In what has become a familiar refrain when discussing artificial intelligence (AI)-enabled technologies, voice cloning makes possible beneficial advances in accessibility and creativity while also enabling increasingly sophisticated scams and deepfakes. To combat the potential negative impacts of voice cloning technology, the U.S. Federal Trade Commission (FTC) challenged researchers and technology experts to develop breakthrough ideas on preventing, monitoring and evaluating malicious voice cloning.
Ning Zhang, an assistant professor of computer science and engineering in the McKelvey School of Engineering at Washington University in St.
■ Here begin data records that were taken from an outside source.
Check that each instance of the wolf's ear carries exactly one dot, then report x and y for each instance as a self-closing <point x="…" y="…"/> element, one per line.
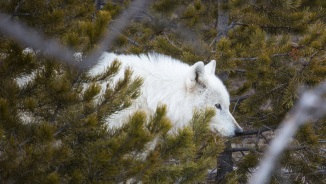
<point x="210" y="67"/>
<point x="195" y="74"/>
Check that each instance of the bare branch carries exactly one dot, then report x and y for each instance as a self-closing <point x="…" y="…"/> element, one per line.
<point x="311" y="105"/>
<point x="222" y="20"/>
<point x="261" y="130"/>
<point x="240" y="98"/>
<point x="14" y="13"/>
<point x="22" y="34"/>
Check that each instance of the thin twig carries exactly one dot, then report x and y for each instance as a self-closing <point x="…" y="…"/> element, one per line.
<point x="311" y="104"/>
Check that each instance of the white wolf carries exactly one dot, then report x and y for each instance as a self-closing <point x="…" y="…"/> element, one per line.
<point x="181" y="87"/>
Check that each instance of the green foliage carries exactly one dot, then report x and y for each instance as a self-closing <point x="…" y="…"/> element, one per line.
<point x="53" y="128"/>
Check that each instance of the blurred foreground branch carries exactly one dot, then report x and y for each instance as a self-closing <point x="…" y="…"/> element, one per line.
<point x="311" y="105"/>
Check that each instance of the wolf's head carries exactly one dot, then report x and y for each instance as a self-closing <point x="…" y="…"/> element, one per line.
<point x="204" y="89"/>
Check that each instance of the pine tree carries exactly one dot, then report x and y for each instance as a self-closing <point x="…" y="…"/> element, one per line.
<point x="53" y="115"/>
<point x="273" y="47"/>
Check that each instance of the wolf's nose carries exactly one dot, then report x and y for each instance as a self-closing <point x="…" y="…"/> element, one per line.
<point x="238" y="131"/>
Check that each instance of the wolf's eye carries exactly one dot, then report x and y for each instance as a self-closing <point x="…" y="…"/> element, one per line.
<point x="218" y="106"/>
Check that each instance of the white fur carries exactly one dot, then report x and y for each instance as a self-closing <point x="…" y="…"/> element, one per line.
<point x="181" y="87"/>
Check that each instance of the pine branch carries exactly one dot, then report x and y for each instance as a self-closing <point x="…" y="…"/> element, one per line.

Louis, was one of three winners of the FTC’s Voice Cloning Challenge announced April 8. Zhang explained his winning project, DeFake, which deploys a kind of watermarking for voice recordings. DeFake embeds carefully crafted distortions that are imperceptible to the human ear into recordings, making criminal cloning more difficult by eliminating usable voice samples.
“DeFake uses a technique of adversarial AI that was originally part of the cybercriminals’ toolbox, but now we’re using it to defend against them,” Zhang said. “Voice cloning relies on the use of pre-existing speech samples to clone a voice, which are generally collected from social media and other platforms. By perturbing the recorded audio signal just a little bit, just enough that it still sounds right to human listeners, but it’s completely different to AI, DeFake obstructs cloning by making criminally synthesized speech sound like other voices, not the intended victim.”